You can find the complete source code of this handler in the Sources section below.

Putting It Together

To test the previously defined code, I’ll add a main function that does the following:

• Download a MP4 from a stock website. Then, construct an instance of type MockVideoStreamer to store the downloaded MP4 in.
• Bind the HandlerFunc, returned by VideoStreamHandler, to route /video.
• Start a web server listening on port 8080.

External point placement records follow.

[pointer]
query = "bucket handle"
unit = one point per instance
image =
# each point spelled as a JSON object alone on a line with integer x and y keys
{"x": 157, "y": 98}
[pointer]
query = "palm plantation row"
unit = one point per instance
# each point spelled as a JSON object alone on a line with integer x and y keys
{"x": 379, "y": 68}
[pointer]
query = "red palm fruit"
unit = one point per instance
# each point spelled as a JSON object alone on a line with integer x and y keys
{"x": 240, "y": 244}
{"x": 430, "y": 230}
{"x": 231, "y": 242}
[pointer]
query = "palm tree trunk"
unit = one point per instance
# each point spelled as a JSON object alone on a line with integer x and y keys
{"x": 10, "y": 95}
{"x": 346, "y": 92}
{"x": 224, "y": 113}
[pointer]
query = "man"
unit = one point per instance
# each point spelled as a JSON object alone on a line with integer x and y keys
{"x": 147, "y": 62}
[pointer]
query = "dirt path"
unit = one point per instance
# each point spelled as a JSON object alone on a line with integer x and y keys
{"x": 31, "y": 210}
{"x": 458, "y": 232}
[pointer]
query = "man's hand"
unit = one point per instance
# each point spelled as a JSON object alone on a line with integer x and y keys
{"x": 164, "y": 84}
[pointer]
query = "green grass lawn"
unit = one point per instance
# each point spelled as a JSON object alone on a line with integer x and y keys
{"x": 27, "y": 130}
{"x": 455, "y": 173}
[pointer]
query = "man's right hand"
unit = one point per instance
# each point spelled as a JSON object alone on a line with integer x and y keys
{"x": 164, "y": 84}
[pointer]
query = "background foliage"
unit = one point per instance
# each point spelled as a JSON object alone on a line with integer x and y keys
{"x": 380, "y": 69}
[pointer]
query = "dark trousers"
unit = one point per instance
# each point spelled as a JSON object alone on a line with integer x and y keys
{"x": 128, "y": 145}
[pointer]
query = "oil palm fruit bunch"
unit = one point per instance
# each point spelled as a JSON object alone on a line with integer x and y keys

Here is the code performing the tasks outlined above:

const url = "https://download.samplelib.com/mp4/sample-5s.mp4"

func main() {
    
   // DownloadBytes is a util. function.
   // See full source code in Sources section
   // below
   data, err := DownloadBytes(url)
   if err != nil {
      fmt.Println("Error downloading:", err)
      return
   }
  
   log.Println("length of data:", len(data))
   streamer := &MockVideoStreamer{
    Store: map[string][]byte{"video-key": data},
   }
  
   http.HandleFunc("/video", VideoStreamHandler(streamer, "video-key", len(data)))
   http.ListenAndServe(":8080", nil)
}

And… here it is in action:

Network throttled to 3G

Conclusion

This post demonstrates how client range requests can be leveraged to deliver a streaming experience. It also represents what Go can do out of the box. The code in this post also has its set of limitations:

• It does not support multiple ranges.
• It loads file data onto memory. The correct approach would be to stream the data back with io.Reader.
• No support for full content requests, only portions.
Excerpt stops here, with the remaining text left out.